World Wide Web’in mucidi Sir Tim Berners-Lee herkesin kullanmasına değecek bir internete ulaşmak için neler yapılabileceğini yazdı: Bir zamanlar seçkin bloglar ve web sitelerinden oluşan ağ şimdilerde birkaç baskın platformun ağır gücü altında sıkışmış durumda. Ağ’ın korkularımızı büyültüp ayrımlarımızı derinleştirmektense, hayallerimizi gerçekleştirip umutlarımızı yansıtmasını istiyorum.
Dünya Çapında Ağ 29 yaşına girdi. Bu yıl, Web’in tarihinde önemli bir aşama olarak görülebilir: ilk defa, dünya nüfusunun yarısından fazlası çevrimiçi oluyor.
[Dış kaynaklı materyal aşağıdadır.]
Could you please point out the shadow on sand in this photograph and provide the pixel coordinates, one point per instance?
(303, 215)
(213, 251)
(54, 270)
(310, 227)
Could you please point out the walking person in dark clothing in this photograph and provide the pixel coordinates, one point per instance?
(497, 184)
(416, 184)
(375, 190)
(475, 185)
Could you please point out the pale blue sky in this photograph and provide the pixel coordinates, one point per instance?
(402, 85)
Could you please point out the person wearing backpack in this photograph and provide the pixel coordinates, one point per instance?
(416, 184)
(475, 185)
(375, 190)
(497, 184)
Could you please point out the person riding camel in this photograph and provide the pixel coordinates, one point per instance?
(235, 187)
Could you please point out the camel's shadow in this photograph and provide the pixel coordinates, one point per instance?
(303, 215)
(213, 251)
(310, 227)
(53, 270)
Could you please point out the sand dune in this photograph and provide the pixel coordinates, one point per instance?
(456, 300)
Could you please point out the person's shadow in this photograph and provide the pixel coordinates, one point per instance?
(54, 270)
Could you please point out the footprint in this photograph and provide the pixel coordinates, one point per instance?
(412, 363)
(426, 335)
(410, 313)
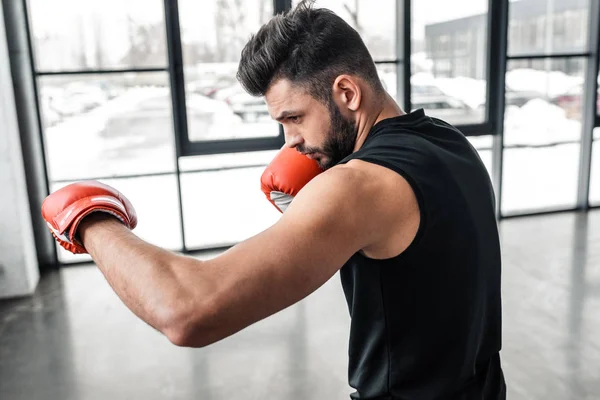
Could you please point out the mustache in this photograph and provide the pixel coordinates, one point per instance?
(308, 150)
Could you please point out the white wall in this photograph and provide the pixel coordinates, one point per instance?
(19, 272)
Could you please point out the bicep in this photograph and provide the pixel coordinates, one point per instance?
(285, 263)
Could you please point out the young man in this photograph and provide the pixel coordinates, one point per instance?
(404, 210)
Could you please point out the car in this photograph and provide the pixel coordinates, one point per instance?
(249, 108)
(448, 108)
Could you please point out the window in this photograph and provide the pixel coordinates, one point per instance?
(107, 124)
(542, 132)
(213, 35)
(547, 26)
(90, 35)
(375, 24)
(105, 104)
(456, 66)
(595, 172)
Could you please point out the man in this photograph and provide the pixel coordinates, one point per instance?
(404, 210)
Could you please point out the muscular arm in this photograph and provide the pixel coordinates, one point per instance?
(195, 303)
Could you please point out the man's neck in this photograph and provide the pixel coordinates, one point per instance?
(387, 109)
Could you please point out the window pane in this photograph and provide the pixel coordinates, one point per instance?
(375, 24)
(74, 35)
(105, 125)
(542, 137)
(595, 173)
(449, 47)
(213, 35)
(388, 73)
(155, 201)
(221, 208)
(547, 26)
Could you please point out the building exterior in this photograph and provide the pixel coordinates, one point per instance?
(459, 47)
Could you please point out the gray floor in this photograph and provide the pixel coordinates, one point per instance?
(75, 340)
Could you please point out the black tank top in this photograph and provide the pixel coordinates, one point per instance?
(427, 323)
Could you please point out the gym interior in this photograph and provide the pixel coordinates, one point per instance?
(142, 95)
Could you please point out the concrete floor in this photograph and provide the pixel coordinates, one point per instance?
(75, 340)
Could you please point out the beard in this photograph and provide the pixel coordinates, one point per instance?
(339, 141)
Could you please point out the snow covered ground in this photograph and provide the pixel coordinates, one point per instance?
(132, 134)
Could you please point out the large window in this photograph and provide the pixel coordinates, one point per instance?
(213, 35)
(145, 98)
(595, 173)
(72, 35)
(544, 112)
(542, 130)
(547, 27)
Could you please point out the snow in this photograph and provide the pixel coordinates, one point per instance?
(132, 134)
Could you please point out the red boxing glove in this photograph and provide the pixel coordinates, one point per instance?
(64, 209)
(286, 175)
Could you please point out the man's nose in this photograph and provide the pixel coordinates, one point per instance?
(292, 139)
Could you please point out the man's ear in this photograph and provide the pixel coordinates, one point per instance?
(347, 92)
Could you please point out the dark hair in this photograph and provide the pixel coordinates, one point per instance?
(310, 47)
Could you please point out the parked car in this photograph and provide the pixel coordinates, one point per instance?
(448, 108)
(246, 106)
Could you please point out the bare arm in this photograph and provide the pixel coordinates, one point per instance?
(196, 302)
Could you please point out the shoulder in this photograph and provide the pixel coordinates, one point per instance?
(373, 201)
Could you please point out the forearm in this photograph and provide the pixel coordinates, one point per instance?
(141, 274)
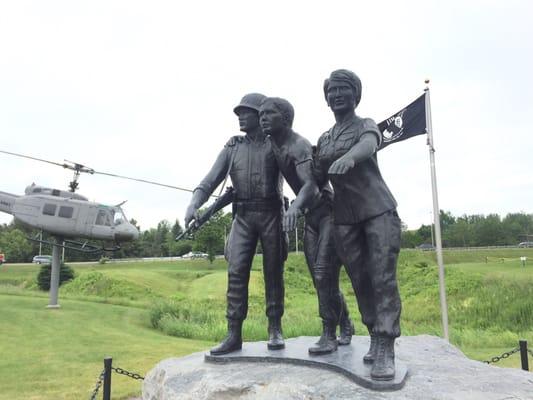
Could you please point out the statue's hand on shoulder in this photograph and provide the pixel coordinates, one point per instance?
(341, 166)
(234, 140)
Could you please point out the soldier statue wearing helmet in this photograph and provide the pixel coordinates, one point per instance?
(257, 216)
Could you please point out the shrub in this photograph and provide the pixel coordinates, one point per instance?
(66, 274)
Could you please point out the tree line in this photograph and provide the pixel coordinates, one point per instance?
(474, 230)
(464, 231)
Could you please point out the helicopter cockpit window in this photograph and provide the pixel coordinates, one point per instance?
(65, 212)
(103, 218)
(119, 217)
(49, 209)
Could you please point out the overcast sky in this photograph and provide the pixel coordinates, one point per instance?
(146, 89)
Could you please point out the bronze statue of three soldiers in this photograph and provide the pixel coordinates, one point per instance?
(350, 219)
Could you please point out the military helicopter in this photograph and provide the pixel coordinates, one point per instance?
(68, 215)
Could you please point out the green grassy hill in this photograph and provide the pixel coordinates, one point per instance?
(142, 312)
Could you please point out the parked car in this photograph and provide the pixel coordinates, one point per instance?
(195, 254)
(42, 260)
(425, 247)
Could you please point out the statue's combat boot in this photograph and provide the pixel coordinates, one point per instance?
(327, 342)
(233, 340)
(383, 367)
(370, 356)
(346, 329)
(275, 335)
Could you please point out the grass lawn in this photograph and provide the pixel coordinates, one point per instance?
(142, 312)
(58, 354)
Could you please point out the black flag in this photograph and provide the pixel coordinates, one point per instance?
(409, 122)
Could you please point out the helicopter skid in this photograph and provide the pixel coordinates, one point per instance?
(83, 247)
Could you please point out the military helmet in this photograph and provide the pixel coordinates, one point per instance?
(251, 100)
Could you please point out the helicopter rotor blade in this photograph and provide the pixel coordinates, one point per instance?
(82, 168)
(31, 158)
(144, 181)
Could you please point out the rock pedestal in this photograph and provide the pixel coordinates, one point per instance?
(437, 371)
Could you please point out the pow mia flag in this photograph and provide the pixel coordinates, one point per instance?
(409, 122)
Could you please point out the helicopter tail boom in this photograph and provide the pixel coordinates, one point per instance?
(7, 201)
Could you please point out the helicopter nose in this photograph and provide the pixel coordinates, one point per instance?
(126, 233)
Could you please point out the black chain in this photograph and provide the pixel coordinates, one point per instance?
(130, 374)
(504, 355)
(98, 385)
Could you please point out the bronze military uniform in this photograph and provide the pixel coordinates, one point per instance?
(257, 216)
(367, 227)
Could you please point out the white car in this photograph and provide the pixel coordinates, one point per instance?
(42, 260)
(195, 254)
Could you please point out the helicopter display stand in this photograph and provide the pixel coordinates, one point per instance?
(54, 276)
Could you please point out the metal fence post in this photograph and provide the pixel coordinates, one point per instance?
(108, 361)
(523, 354)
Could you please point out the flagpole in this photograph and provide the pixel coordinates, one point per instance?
(436, 217)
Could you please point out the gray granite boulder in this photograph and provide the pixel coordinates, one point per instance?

Bu heyecan verici haberleri başkaları ile paylaşırken, genelde iki kaygılı tepkiden birini alıyorum:
- Dünyanın geri kalan yarısını nasıl bağlayacağız?
- Dünyanın geri kalanının, Web’in bugünki hâline bağlanmak istediğine emin miyiz?
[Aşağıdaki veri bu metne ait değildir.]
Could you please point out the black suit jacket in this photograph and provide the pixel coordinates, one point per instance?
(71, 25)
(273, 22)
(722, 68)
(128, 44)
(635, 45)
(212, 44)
Web’in bugün karşılaştığı tehditler gerçek ve fazla, en son yazdığım makalemdekiler de dâhil olmak üzere -yanlış bilgilendirmeden ve kuşkulu politik reklamcılıktan tutun, kişisel verilerimizin üzerindeki kontrolümüzü kaybetmemize kadar. Bunlara rağmen, ben ağın herkes için özgür, yaratıcı, ve açık bir ortam olmasında kararlılığıma devam ediyorum.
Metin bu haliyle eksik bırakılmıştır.